Establishing comprehensive longitudinal studies and disease registries dedicated to DPS can offer valuable insights into disease epidemiology, natural history, treatment outcomes, and long-term follow-up data. Large-scale data collection and analysis would lead to a better understanding of the disease spectrum and assist in refining treatment approaches [20, 34].

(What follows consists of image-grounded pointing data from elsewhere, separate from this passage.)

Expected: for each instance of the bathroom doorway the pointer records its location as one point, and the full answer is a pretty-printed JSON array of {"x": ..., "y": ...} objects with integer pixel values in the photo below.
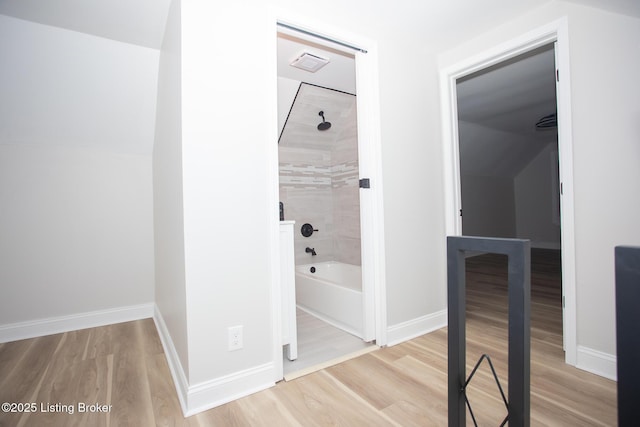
[{"x": 319, "y": 187}]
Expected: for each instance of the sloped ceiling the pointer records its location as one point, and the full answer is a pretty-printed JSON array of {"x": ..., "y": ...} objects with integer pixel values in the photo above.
[
  {"x": 139, "y": 22},
  {"x": 301, "y": 129},
  {"x": 497, "y": 112}
]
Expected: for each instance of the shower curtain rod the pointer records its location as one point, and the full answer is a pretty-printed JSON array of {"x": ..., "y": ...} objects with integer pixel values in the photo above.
[{"x": 309, "y": 33}]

Prioritising patient-centric care models that address the holistic needs of individuals affected by DPS is crucial. Encouraging collaboration among multidisciplinary teams, academic institutions, and research consortia is essential in advancing the field of DPS. Collaborative efforts enable resource pooling and expertise sharing, and foster innovative research initiatives aimed at improving diagnostics, therapeutics, and patient outcomes.

Conclusions

Our findings advocate for vigilance when faced with recurrent episodes of hypoglycaemia of unknown origin, warranting thorough tumour screening. Specifically, in cases of SFT, considering DPS as a potential differential diagnosis for tumour-induced hypoglycaemia is crucial. The primary treatment of choice remains complete surgical resection of the tumour, offering promising prospects for mitigating the hypoglycaemic effects and positively impacting patient outcomes. This review aims to offer a comprehensive insight into the complexities of DPS, highlighting the challenges in its diagnosis and management, and emphasizing the necessity for collaborative efforts among multidisciplinary teams. It underscores the significance of ongoing research and innovative approaches to navigate the intricacies associated with this rare paraneoplastic syndrome.